Poster Presentation Asia Pacific Neuroendocrine Tumour Society 2018

A new era in the optimal planning of treatment and research of Neuroendocrine tumours (NETs) in Australia: the PLANET registry  (#113)

Simone Leyden 1
  1. The Unicorn Foundation, Blairgowrie, VICTORIA, Australia

NETs are uncommon (6–10:100,000) and complex neoplasms. The PLANET registry (www.planet.org.au) has been instigated to address the rise in incidence and the lack of a national NETs registry, that will allow patient data to be systematically collected and curated in order to better understand NETs. 

The aim is to create an Australia-wide clinical registry for NETs, that will collate key data to evaluate patient outcomes leading to valuable improvements in clinical practice, health outcomes, and facilitate collaborative research. This Registry will also give patients a unique opportunity to directly contribute to specific data collection.

The PLANET registry has a unique multi-disciplinary approach with active participation of oncologists, endocrinologists, gastroenterologists, surgeons, nuclear medicine physicians, pathologists, radiologists, specialist nurses and consumers, that operates as a committee, supported by a targeted security-oriented web-platform developed by the Melbourne eResearch Group.

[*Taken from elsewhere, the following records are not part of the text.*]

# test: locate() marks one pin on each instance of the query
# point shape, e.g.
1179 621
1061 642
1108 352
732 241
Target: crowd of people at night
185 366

PLANET has established a descriptive, multi-centre, observational, retrospective and prospective, non-interventional, open-ended surveillance registry. Patients are empowered to contribute to this registry through accompanying privacy-protecting mobile applications (apps). This enables patients to enter data on their quality of life (QoL), Bristol Stool Scale, Weekly Vitals (weight, height, BMI) and ECOG score, as well as receiving notifications from doctors via the registry.

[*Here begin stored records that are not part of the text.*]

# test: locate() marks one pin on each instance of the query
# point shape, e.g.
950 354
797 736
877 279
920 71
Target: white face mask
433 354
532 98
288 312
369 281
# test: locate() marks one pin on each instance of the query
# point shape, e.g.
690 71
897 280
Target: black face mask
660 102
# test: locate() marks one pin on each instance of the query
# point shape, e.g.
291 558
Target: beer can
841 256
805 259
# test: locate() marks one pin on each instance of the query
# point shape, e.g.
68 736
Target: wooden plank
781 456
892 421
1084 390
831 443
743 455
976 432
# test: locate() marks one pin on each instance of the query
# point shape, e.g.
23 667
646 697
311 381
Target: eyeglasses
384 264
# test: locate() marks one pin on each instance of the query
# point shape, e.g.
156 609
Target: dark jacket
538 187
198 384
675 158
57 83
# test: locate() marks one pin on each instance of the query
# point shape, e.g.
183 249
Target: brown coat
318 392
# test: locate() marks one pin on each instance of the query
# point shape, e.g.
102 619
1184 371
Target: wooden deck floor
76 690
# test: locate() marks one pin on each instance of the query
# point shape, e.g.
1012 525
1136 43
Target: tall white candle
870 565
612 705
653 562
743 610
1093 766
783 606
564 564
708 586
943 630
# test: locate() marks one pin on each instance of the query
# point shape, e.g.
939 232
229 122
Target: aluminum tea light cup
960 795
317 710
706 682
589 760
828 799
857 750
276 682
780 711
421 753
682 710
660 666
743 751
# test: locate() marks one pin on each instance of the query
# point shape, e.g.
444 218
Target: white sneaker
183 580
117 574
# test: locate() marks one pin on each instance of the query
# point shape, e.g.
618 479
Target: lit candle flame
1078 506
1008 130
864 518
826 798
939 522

PLANET is in the process of ingesting data from major cancer centres across Australia. The registry data model has been standardardised by the PLANET steering committee. Initial interrogation of the registry resulted in a number of summary data. Examples will be demonstrated at the meeting.

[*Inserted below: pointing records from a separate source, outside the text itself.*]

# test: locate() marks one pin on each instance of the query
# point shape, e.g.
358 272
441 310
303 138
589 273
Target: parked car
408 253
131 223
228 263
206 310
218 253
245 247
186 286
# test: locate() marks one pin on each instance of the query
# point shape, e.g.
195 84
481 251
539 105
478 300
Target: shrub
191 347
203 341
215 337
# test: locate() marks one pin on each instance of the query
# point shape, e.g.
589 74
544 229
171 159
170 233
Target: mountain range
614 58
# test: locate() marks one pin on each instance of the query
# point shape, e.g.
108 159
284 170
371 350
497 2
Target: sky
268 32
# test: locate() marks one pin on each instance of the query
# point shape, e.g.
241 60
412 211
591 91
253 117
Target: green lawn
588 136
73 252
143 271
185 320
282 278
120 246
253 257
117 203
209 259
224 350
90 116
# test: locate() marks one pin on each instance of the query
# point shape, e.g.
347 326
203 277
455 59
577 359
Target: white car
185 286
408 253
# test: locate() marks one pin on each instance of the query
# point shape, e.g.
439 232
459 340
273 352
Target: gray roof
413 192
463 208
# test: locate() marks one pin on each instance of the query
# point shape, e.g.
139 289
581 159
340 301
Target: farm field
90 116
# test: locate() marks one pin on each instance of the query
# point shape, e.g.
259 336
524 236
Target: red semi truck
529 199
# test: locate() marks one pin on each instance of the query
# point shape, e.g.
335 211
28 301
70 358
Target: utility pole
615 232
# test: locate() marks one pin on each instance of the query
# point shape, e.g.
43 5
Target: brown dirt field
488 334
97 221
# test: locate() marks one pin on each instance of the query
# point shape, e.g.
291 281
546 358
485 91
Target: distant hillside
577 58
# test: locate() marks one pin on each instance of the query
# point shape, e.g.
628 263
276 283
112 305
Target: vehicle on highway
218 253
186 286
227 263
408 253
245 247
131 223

Uncommon tumours such as NETs are understudied, and not well understood in terms of their biologic and clinical characteristics. NETs have significant impact on patients due to their long disease course, with significant chronic morbidity and impaired QoL. PLANET has the potential to enhance our understanding of NETs, foster collaborations, clinical-trial participation, and make a mark internationally.